I live in the southwest, and pinto beans, black beans, and red beans are common in a lot of dishes. Less common, but historically used in this area are bolitas and a host of locally-grown beans (see the link)

I'm not a fan of pinto or bolita beans, too beany for me. Around here they are usually cooked with onions, garlic, and sometimes green chile as a side dish (not soup), which makes them palatable. ;-) They are both an ugly color when cooked, though.

Red beans are common in Texas-style chile, and I use them in a Portugese kale soup, too. They hold their shape well, have good color, and good flavor on their own or with red chile.
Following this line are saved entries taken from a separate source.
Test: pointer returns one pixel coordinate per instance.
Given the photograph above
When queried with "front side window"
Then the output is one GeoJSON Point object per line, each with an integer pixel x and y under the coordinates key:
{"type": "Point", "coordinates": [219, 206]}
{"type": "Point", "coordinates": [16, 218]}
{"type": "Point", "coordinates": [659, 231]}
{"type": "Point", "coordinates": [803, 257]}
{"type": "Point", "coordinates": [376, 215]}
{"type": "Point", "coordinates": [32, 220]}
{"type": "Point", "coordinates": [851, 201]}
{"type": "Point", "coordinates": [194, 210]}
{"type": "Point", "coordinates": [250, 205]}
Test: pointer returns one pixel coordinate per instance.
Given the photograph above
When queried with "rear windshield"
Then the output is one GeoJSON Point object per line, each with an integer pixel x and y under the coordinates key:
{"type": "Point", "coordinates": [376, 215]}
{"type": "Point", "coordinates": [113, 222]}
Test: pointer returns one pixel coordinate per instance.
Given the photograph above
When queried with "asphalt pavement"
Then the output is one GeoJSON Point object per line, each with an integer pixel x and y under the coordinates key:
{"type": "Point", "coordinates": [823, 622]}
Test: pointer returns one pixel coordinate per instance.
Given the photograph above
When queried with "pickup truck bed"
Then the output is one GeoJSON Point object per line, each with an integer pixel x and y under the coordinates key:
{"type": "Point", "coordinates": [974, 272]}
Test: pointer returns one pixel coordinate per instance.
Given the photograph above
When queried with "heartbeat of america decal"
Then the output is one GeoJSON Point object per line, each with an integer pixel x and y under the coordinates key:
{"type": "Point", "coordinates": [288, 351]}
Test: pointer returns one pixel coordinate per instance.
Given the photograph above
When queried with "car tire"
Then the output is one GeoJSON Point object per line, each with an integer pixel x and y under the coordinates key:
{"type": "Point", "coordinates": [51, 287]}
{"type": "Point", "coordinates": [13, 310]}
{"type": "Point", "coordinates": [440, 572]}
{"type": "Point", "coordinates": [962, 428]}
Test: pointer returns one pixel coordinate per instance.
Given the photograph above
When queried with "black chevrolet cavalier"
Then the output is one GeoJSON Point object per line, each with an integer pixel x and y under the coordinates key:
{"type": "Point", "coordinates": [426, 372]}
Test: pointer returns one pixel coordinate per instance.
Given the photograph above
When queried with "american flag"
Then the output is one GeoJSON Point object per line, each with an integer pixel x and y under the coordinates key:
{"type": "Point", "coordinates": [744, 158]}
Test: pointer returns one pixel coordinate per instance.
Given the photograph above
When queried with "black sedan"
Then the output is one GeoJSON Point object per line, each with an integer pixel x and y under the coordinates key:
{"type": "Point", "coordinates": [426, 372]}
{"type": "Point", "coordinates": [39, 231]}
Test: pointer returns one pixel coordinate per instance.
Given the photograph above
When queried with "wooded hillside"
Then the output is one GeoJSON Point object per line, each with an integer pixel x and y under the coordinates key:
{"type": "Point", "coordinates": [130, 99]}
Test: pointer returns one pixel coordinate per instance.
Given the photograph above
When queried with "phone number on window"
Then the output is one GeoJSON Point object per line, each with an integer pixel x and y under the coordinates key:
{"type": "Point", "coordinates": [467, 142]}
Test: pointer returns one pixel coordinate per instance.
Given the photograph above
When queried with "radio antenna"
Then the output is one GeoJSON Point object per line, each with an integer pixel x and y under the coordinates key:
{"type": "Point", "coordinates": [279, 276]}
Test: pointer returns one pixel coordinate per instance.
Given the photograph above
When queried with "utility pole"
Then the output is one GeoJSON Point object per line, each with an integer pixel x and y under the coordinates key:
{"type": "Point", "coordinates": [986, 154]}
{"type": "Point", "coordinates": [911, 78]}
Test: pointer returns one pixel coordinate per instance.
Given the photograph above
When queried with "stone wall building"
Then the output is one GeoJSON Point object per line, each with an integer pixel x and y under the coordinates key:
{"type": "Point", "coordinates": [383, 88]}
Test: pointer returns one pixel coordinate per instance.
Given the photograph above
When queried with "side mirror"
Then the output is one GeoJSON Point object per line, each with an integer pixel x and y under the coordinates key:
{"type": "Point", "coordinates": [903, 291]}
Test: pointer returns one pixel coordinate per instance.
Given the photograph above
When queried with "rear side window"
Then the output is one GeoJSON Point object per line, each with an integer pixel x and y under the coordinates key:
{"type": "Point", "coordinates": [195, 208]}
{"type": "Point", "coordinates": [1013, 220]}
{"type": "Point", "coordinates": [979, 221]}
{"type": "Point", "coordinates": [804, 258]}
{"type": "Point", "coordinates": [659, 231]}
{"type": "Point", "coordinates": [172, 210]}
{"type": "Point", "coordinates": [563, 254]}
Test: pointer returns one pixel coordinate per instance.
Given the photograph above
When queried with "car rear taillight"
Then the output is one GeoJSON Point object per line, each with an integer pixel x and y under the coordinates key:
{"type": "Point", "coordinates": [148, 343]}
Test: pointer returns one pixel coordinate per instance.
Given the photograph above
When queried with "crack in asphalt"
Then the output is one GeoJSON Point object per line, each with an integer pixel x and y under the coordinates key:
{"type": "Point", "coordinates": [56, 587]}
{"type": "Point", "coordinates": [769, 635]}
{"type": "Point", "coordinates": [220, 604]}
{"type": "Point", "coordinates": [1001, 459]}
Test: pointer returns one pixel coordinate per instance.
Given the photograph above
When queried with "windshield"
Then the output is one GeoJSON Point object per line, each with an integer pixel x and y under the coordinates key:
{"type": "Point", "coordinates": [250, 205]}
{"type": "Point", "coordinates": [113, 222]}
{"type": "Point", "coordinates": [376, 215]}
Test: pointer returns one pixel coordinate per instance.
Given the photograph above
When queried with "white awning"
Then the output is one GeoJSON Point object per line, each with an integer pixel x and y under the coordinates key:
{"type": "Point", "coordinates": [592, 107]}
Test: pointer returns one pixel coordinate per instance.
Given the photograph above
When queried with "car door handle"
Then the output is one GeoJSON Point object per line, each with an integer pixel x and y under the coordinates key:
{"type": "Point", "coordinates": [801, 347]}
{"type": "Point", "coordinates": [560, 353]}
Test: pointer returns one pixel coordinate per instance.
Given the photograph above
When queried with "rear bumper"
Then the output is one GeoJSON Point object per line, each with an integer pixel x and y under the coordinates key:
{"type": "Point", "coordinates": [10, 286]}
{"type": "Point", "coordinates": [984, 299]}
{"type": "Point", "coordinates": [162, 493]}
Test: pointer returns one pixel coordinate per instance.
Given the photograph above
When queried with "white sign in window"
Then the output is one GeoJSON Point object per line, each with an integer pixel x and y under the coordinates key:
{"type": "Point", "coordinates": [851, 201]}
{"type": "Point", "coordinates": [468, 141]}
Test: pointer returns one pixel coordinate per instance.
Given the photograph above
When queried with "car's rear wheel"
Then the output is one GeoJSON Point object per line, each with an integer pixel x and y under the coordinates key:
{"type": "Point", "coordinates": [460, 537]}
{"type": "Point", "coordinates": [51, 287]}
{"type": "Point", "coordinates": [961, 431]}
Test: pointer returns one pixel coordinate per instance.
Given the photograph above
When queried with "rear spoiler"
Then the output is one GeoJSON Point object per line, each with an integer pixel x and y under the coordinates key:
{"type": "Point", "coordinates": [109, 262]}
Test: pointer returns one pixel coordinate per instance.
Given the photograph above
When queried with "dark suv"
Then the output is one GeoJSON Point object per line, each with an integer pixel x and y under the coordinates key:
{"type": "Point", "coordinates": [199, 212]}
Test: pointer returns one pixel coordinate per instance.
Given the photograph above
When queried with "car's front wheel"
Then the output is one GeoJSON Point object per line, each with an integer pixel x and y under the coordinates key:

Black beans are cooked as a side dish like the pintos, and we eat them in soup and other dishes. They have a neutral flavor, similar to red beans but a bit firmer. Again, they hold their shape well, and as a side dish they are a lovely dark color, but in other dishes they color everything else a dingy dark.

Finally, my last commonly used beans are cooked dried butter (lima) beans, in a Tuscan style bean and sausage soup. The beans hold their shape, barely, but are creamy and soft and delicious. I also marinate the cooked beans in a tomato vinagrette and serve them as a salad. Yummy!

So, yes, I do prefer specific dried beans for specific recipes. Part of it is taste and texture, but part is also what the beans look like on the plate or in the bowl.